Deep Neural Networks for Predicting Recurrence and Survival in Patients with Esophageal Cancer After Surgery
Yuhan Zheng, Jessie A Elliott, John V Reynolds, Sheraz R Markar, Bartłomiej W. Papież, ENSURE study group
TL;DR
The study addresses prognosis in esophageal cancer after curative surgery by comparing traditional CoxPH with deep learning approaches (DeepSurv and DeepHit) on a large, multicenter ENSURE dataset. Prognostic factor identification via CoxPH revealed pathologic features as strong predictors, while predictive tasks showed DeepSurv yielding the best discrimination (C-index around 0.735–0.740) with performance comparable to CoxPH; DeepHit offered limited calibration. The findings suggest that while DNNs can match conventional methods for tabular survival data, CoxPH remains a robust, interpretable baseline, and future work could boost performance by incorporating imaging-derived features, advanced hyperparameter optimization, and multi-task or graph-based methods to improve calibration and personalized risk stratification.
Abstract
Esophageal cancer is a major cause of cancer-related mortality internationally, with high recurrence rates and poor survival even among patients treated with curative-intent surgery. Investigating relevant prognostic factors and predicting prognosis can enhance post-operative clinical decision-making and potentially improve patients' outcomes. In this work, we assessed prognostic factor identification and discriminative performances of three models for Disease-Free Survival (DFS) and Overall Survival (OS) using a large multicenter international dataset from ENSURE study. We first employed Cox Proportional Hazards (CoxPH) model to assess the impact of each feature on outcomes.
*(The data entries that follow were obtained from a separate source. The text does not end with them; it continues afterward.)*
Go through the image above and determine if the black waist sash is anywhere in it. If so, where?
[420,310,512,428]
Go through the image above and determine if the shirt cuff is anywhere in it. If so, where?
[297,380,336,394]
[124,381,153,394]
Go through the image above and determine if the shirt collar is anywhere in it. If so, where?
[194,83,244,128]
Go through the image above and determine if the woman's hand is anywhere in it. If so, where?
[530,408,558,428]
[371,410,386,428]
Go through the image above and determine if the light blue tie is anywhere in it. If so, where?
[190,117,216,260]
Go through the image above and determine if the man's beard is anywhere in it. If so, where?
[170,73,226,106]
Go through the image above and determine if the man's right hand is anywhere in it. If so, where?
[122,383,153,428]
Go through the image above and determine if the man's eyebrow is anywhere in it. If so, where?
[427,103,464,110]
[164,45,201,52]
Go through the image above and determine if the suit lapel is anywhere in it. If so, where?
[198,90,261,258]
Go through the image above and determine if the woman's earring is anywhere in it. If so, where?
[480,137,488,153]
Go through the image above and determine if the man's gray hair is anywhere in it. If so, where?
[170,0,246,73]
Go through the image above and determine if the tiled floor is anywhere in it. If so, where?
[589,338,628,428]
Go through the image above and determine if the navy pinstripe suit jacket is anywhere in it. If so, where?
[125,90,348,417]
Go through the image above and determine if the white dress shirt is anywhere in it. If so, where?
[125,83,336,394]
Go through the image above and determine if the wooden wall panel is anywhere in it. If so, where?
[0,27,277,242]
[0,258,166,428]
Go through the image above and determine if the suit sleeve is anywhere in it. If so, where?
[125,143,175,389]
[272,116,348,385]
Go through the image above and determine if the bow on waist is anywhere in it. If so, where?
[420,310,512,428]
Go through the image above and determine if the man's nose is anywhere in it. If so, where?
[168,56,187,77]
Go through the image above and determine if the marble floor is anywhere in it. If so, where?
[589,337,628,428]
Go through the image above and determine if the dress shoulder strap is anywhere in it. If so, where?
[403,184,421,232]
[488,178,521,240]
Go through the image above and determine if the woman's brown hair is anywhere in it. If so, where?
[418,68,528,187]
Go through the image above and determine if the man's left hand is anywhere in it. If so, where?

Subsequently, we utilised CoxPH and two deep neural network (DNN)-based models, DeepSurv and DeepHit, to predict DFS and OS. The significant prognostic factors identified by our models were consistent with clinical literature, with post-operative pathologic features showing higher significance than clinical stage features. DeepSurv and DeepHit demonstrated comparable discriminative accuracy to CoxPH, with DeepSurv slightly outperforming in both DFS and OS prediction tasks, achieving C-index of 0.735 and 0.74, respectively. While these results suggested the potential of DNNs as prognostic tools for improving predictive accuracy and providing personalised guidance with respect to risk stratification, CoxPH still remains an adequately good prediction model, with the data used in this study.